Hay aquí un niño que tiene cinco panes de cebada y dos pescados. Qué es esto para tanta gente? Aquel pequeño ha entendido todo. Nadie le pidió nada, pero él pone todo lo que tiene a disposición. La primera solución delante al hambre de cinco mil personas sobre el lago y siempre, es el compartir. Al enterarse de esto, Jesús dice: “Háganlos sentar”. Poco pan compartido entre todos es misteriosamente suficiente. Cuando guardo mi pan como “mio” y sólo para mí, comienza el hambre. Decía Mahatma Ghandi que “en el mundo hay pan suficiente para saciar el hambre de todos, pero insuficiente por la avaricia de pocos”. El evangelio no habla de “multiplicación”, sino de “distribución” de los panes. Se trata de un pan que mientras no se retiene, no se agota. Jesús no ha venido a traer la solución a los problemas de la humanidad, sino a indicar la dirección. El escritor y filósofo español Miguel de Unamuno (1864-1936), afirmaba que “el cristiano está llamado a dar al mundo levadura más que pan”. A la mesa de la humanidad, el evangelio no le asegura mayores bienes económicos sino una levadura de generosidad solidaria.
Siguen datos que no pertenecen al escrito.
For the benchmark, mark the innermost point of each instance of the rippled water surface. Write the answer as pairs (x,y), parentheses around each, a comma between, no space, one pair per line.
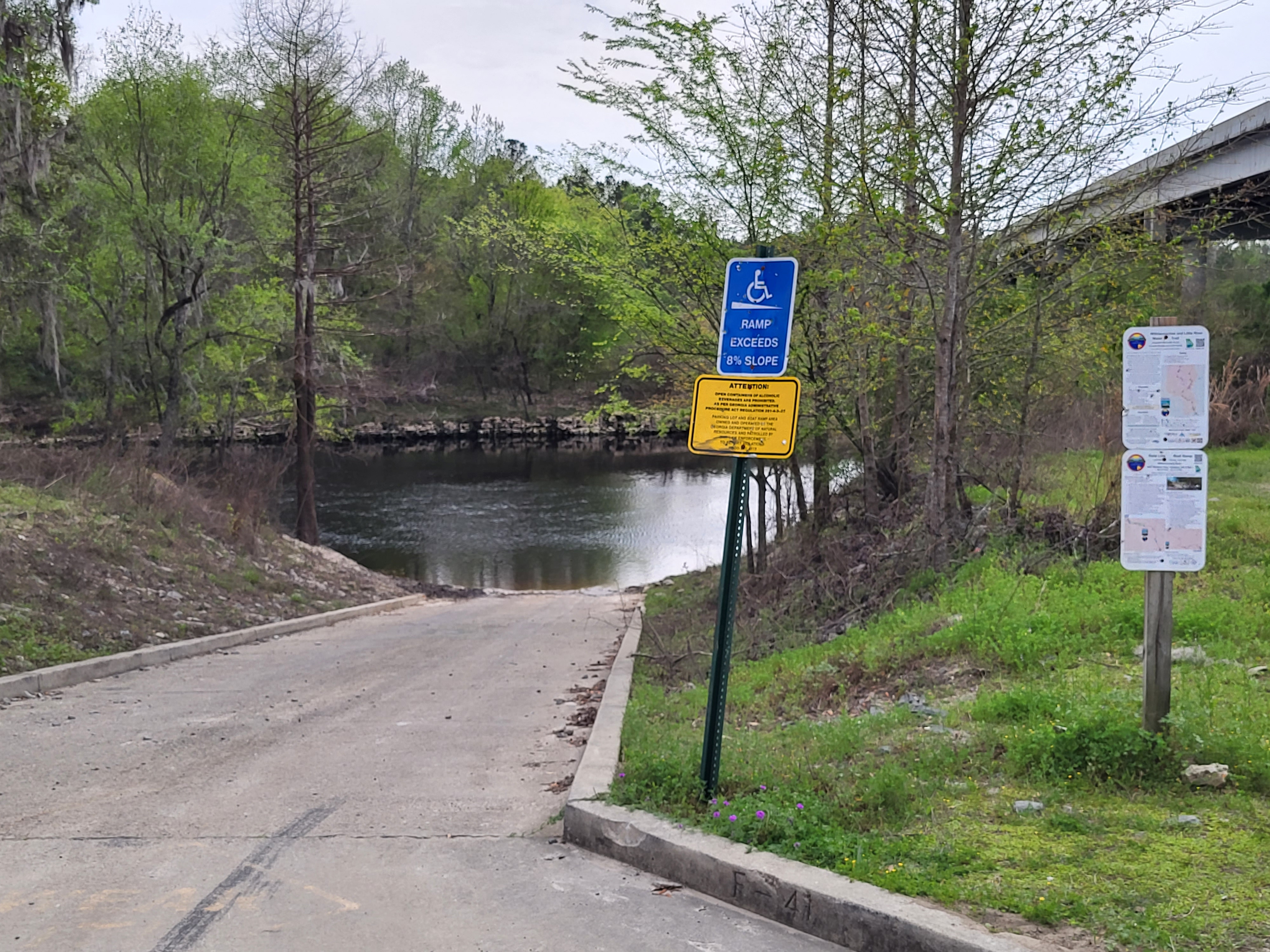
(525,519)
No busca una multiplicación de bienes materiales, sino dar un sentido y una dirección para que esos bienes se conviertan en sacramentos vitales. Jesús tomó los panes, dio gracias y los dio a aquellos que estaban sentados. Hay tres verbos bendecidos: “tomar, dar gracias y donar”. No somos dueños de las cosas. Si las consideramos así, las profanamos. El aire, el agua, la tierra, el pan, y todo lo que encontramos, no es nuestro. Es vida dada antes que nosotros y que va más allá de nosotros. Exigen cuidado y atención. Por eso Jesús pide que se recojan los pedazos que sobraron para que nada se pierda, y se llenaron doce canastos. Las cosas tienen una sacralidad y una santidad que se extiende hasta la materia. El pan no es sólo espiritual. Representa todo aquello que nos mantiene en vida aquí y ahora. Y de esto el Señor se ocupa. “Sabemos que Dios quiere la felicidad de sus hijos también en esta tierra, aunque estén llamados a la plenitud eterna, porque Él creó todas las cosas «para que las disfrutemos» (1 Tm 6,17), para que todos puedan disfrutarlas” (Evangelii gaudium 182).